Esta música foi escrita porque eu sempre quis fazer algo na direção da música negra. Não é uma música típica do Queen e eu não sei se vamos fazer algo parecido novamente. Tivemos divergências sobre essa música. Nossa empresa queria essa música como um single porque foi muito bem-sucedida em estações de rádio negras. Roger tentou evitar isso, porque ele disse que é muito disco e isso não é bom para a reputação do Queen,disse John em uma entrevista.

 

Como Brian explicou em 1993,

John Deacon estando totalmente em seu próprio mundo, veio com essa coisa, que não era nada parecida com o que estávamos fazendo. Estávamos indo para o som de bateria grande: você sabe, bastante pomposo em nossa maneira usual. E Deaky diz: “Não, eu quero que isso seja totalmente diferente: vai ser um som de bateria muito apertado. Foi originalmente feito para um loop de bateria. Roger fez um loop, meio que sob protesto, porque ele não gostou do som da bateria gravado dessa maneira. E então Deaky colocou esse groove. Imediatamente Freddie ficou violentamente entusiasmado e disse: “Isso é grande! Isso é importante! Vou gastar muito tempo com isso. Foi o início de algo muito grande para nós, porque foi a primeira vez que um de nossos discos atravessou para a comunidade negra. Não tínhamos controle sobre isso; simplesmente aconteceu. De repente, fomos forçados a lançar este single porque muitas estações de Nova York estavam tocando. Isso mudou esse álbum de um milhão de vendas para três milhões de vendas em questão de três semanas ou mais.

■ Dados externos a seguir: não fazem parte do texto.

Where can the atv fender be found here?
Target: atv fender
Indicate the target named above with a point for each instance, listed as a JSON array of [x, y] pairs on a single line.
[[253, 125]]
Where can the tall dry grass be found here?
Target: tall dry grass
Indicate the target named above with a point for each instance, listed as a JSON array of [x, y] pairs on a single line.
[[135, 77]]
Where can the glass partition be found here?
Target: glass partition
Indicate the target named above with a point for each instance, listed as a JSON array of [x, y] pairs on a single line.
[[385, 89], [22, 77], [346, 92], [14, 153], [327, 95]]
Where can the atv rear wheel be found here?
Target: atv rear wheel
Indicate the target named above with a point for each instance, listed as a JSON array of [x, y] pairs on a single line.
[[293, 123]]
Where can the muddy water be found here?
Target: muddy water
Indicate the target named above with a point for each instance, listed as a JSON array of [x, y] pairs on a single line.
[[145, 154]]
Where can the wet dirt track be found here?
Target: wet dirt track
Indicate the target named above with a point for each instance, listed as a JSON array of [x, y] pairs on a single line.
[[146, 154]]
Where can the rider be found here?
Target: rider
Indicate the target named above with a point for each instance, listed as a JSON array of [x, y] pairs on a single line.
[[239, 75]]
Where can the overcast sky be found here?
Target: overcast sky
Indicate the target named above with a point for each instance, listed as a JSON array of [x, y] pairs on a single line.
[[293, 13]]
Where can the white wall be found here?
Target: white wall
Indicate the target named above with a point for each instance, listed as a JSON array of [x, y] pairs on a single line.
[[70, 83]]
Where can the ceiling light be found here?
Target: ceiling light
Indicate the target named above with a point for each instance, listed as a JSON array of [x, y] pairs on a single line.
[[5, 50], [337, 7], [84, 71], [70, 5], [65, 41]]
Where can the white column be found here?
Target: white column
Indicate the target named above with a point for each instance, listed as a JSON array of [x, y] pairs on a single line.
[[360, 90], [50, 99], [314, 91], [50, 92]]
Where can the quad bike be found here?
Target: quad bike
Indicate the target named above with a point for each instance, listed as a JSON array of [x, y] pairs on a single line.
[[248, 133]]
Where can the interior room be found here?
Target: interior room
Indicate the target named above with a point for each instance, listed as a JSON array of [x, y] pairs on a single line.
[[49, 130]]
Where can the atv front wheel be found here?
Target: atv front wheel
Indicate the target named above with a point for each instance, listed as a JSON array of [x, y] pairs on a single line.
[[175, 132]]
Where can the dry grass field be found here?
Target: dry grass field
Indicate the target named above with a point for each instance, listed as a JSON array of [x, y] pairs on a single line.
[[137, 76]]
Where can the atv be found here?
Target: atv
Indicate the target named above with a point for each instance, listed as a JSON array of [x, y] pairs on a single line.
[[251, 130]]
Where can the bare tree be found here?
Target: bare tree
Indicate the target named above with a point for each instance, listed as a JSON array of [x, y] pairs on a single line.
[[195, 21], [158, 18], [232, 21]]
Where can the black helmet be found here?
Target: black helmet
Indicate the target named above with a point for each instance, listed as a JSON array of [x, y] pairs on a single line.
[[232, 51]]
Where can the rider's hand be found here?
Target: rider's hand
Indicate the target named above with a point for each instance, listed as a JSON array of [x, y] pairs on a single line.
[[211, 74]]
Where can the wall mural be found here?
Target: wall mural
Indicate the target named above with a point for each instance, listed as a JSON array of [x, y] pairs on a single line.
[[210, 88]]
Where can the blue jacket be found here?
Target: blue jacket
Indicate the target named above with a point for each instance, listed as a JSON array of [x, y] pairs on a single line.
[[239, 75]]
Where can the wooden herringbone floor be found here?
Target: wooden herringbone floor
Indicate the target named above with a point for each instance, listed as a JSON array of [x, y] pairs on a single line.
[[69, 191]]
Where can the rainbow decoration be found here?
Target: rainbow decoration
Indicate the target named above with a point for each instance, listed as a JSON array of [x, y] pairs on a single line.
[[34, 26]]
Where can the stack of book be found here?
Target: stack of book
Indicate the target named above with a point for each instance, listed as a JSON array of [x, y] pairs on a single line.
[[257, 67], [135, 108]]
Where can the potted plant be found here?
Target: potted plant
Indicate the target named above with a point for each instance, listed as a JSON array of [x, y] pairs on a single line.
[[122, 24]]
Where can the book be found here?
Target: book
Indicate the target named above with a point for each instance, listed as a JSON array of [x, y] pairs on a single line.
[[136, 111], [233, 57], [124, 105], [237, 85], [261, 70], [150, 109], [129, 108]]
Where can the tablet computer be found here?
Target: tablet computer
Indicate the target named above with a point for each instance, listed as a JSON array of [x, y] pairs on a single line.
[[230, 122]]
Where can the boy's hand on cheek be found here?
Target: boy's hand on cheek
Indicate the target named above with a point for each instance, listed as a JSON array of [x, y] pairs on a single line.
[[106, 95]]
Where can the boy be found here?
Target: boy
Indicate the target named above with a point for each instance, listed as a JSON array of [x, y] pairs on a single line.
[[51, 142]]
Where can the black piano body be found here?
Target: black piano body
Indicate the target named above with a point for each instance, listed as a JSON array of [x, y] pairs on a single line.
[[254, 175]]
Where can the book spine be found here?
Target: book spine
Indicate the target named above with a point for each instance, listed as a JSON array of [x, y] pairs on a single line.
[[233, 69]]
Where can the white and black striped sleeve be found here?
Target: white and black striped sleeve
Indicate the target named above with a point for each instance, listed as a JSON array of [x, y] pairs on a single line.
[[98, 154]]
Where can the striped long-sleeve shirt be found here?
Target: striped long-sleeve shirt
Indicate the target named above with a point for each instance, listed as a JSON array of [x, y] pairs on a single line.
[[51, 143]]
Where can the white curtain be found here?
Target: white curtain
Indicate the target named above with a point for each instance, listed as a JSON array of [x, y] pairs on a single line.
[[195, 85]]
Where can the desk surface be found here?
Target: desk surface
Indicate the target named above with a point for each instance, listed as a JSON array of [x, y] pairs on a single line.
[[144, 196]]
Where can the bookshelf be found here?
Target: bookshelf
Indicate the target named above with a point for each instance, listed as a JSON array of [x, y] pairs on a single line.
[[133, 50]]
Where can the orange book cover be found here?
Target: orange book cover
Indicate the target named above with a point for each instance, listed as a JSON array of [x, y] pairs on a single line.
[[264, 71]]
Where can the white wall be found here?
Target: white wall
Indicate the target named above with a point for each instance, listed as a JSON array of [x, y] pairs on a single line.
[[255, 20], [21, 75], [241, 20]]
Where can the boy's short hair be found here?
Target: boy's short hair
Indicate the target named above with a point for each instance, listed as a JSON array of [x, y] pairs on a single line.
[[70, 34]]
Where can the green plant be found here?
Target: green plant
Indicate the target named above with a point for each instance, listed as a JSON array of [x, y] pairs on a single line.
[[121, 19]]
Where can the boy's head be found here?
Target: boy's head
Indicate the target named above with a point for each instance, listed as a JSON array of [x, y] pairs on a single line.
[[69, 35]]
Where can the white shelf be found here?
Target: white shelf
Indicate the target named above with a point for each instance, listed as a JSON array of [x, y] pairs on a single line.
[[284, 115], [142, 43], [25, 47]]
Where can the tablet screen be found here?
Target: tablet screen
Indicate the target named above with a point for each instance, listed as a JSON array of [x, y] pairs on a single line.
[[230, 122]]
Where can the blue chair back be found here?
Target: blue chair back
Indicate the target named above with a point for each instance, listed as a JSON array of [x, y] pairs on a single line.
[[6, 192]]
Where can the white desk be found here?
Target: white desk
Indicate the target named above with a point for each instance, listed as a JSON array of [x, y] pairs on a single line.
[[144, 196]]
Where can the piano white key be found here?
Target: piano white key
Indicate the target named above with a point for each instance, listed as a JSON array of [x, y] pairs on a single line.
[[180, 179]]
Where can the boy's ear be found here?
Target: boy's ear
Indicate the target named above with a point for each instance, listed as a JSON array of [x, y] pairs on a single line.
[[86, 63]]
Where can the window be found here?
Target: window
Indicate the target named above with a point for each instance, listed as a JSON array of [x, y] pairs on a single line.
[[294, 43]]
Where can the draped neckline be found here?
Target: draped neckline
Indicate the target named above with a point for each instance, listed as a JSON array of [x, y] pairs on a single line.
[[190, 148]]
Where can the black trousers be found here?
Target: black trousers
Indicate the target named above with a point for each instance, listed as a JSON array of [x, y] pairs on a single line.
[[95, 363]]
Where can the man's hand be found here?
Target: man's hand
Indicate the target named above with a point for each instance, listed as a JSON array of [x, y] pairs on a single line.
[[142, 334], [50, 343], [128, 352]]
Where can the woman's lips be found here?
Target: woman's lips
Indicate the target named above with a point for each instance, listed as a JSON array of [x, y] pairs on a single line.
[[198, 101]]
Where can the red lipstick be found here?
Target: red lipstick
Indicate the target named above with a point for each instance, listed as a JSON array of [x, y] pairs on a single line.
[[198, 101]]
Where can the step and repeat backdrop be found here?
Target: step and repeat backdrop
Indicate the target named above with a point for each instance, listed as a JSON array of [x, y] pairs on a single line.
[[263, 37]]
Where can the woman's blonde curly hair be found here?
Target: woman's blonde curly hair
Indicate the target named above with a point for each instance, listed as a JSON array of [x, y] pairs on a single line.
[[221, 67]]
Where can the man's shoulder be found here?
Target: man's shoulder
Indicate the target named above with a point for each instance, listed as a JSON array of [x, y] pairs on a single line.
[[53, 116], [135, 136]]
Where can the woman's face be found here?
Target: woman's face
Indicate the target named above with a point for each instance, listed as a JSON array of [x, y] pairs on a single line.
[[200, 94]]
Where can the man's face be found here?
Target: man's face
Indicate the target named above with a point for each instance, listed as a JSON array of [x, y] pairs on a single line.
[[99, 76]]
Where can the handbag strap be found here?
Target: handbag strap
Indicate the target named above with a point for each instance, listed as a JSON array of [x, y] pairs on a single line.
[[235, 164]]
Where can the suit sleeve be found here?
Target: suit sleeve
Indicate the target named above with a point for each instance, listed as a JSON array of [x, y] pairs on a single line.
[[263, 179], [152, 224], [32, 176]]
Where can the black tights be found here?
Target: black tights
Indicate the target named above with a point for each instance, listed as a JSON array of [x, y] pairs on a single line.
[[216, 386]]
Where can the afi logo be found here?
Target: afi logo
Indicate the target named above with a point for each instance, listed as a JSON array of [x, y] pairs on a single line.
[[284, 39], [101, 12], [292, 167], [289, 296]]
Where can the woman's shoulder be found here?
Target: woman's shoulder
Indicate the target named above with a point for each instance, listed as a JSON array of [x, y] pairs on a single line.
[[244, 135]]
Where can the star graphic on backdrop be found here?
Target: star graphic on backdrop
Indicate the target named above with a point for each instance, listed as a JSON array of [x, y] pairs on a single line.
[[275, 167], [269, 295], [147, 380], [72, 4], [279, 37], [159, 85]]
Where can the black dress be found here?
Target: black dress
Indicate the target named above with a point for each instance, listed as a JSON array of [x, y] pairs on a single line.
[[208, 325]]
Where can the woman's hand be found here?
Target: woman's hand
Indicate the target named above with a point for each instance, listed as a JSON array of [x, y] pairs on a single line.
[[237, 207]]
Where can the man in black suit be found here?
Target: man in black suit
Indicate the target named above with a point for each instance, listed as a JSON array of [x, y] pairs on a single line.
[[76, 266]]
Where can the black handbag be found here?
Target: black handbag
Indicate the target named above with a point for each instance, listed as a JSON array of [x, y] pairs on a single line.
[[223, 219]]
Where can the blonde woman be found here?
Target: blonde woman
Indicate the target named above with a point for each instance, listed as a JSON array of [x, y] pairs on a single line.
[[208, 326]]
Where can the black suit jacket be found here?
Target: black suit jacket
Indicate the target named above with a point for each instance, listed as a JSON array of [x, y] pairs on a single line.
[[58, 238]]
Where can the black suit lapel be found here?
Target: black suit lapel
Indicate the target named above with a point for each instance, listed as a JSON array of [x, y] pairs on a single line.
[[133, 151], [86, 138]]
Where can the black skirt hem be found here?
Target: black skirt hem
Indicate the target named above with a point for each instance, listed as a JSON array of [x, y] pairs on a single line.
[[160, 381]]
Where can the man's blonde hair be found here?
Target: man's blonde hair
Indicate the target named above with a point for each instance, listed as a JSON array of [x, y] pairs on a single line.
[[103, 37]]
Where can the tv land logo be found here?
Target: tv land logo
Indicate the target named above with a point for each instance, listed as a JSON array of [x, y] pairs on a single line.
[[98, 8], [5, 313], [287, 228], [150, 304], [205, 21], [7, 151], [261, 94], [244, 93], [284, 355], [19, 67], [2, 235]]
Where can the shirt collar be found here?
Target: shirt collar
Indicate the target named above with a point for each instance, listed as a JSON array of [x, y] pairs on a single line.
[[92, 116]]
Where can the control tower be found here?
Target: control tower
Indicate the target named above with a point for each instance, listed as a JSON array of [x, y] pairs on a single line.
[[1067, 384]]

A canção foi gravada na primavera de 1980 no Musicland Studios, durante as sessões principais de The Game, e apresentava John tocando baixo e guitarra rítmica, sintetizador e piano.

Mas a banda não tinha certeza do potencial comercial da música e inicialmente optou por mantê-la como faixa do álbum.

Apesar de várias histórias persistirem, a mais conhecida é a de que Michael Jackson, então logo após seu álbum Off The Wall de 1979 e construindo uma (breve) amizade com Freddie, sugeriu que a banda lançasse a música como um single.

Crystal Taylor, assistente pessoal de Roger, disse que não foi Michael quem sugeriu isso, mas a própria equipe.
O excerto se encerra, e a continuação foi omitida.